As many of these inputs are often based on educated guesses, economic modeling does not provide a very reliable way of projecting future revenues. But modeling a broad range of scenarios does provide a good sense of how a fiscal regime will work in whatever future scenario ultimately unfolds.

Modeling as an Essential Component of Sector Good Governance

Economic models are in widespread use in behind-the-scenes decision-making by companies and governments. All too often, governments rely on the company’s model during a contract negotiation. Curiously, economic models are not yet part of the extractive sector transparency agenda. In part, this is because the models themselves are almost never publicly accessible. But we suspect that it is also because economic modeling based on elaborate spreadsheets is seen as technical and esoteric – beyond the reach of many of those interested in better management of the extractive sector.

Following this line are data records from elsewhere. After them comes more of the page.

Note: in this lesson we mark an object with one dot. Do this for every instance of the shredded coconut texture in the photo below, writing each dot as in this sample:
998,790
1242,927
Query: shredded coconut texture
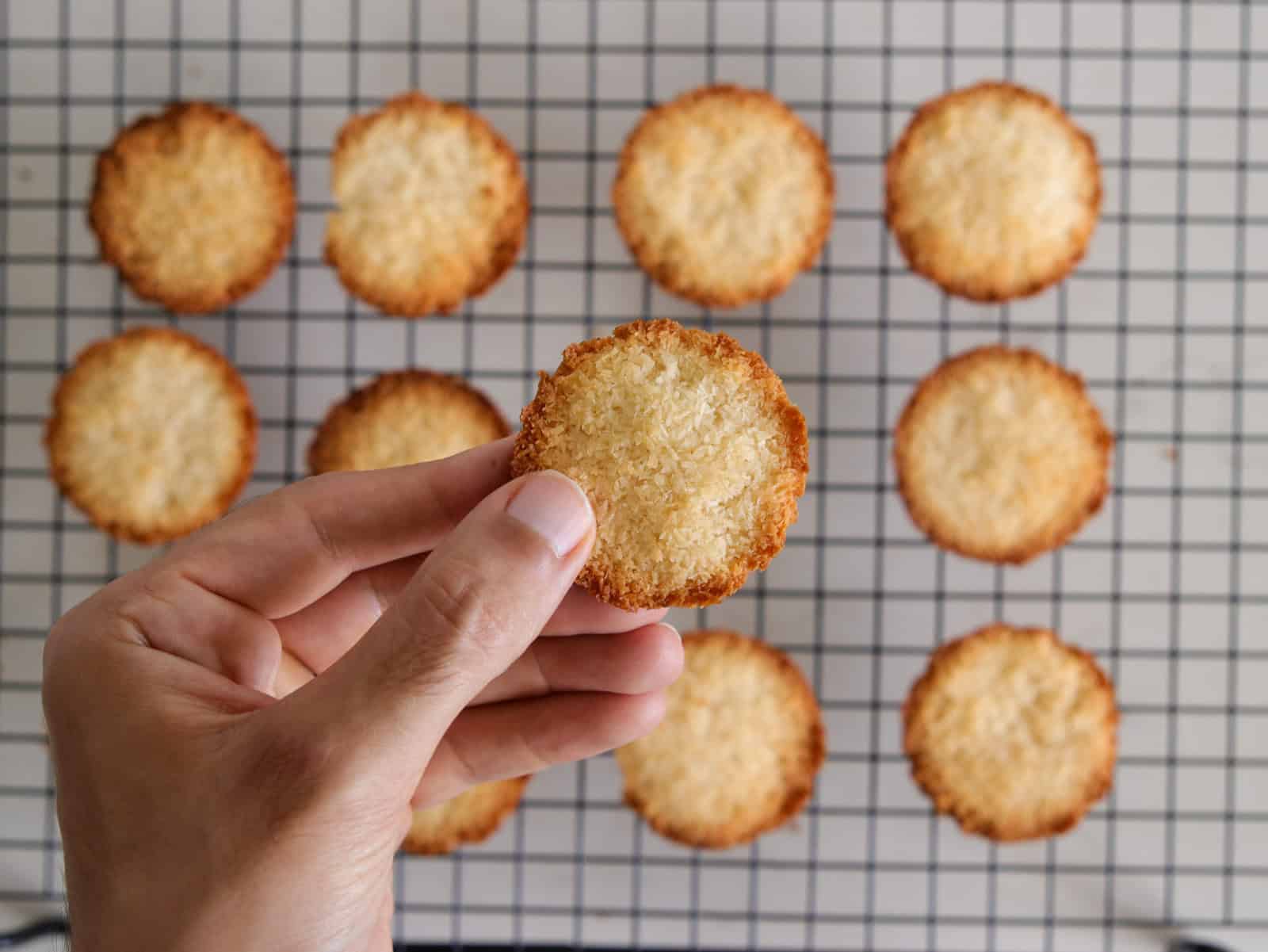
471,816
409,416
993,192
431,205
739,749
1001,454
723,196
690,452
194,207
152,435
1012,732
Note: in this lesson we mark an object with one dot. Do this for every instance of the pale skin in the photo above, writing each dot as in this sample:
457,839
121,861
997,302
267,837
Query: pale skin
241,729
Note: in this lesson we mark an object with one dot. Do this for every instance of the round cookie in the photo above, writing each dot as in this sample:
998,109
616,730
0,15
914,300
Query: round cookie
431,205
739,749
690,452
1012,733
403,417
723,196
992,192
194,207
152,435
1001,455
471,816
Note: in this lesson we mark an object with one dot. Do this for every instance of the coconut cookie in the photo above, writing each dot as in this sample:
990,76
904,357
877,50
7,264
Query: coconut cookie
194,207
152,435
471,816
992,192
723,196
409,416
431,205
739,749
1012,732
1001,455
690,452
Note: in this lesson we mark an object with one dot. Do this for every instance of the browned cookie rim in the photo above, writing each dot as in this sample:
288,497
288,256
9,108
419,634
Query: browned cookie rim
637,243
475,831
510,230
137,279
908,245
598,579
799,793
929,522
926,778
365,400
55,436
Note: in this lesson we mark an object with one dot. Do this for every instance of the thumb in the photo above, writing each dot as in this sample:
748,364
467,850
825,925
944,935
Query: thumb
472,609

We want to change this. In our next post, we will review the common uses for project economic modeling in the extractive sector as well as some of the private and public organizations that build models. In the current environment, the characterization of models as highly technical and esoteric certainly rings true. These models are forbidding rather than user friendly.

It is easy to build models that are intelligible only to a very few technical experts. But we contend that this complexity is not inherent to modeling. Rather it is because, not surprisingly, existing models have been built by economists for economists.

There’s no doubt that it is easy to get lost when you combine 100+ page contracts with a model spread across multiple sheets in an Excel file. But if we make pedagogy a leading requirement in model design, it should be possible for models to be the best way to see the forest of extractive economics rather than just lots of trees.

Modeling needs to be mainstreamed. Currently, fiscal regime analysis is the precursor to building project models. We want to test the opposite hypothesis:  that models can empower, and provide the best entry point to understand the economic implications of contract terms that are increasingly in the public domain but not often well understood.

In fact, we suggest there really is no alternative. Because when it comes to understanding the economic implications of extractive sector contracts, “you don’t know what you’ve got until its modeled.”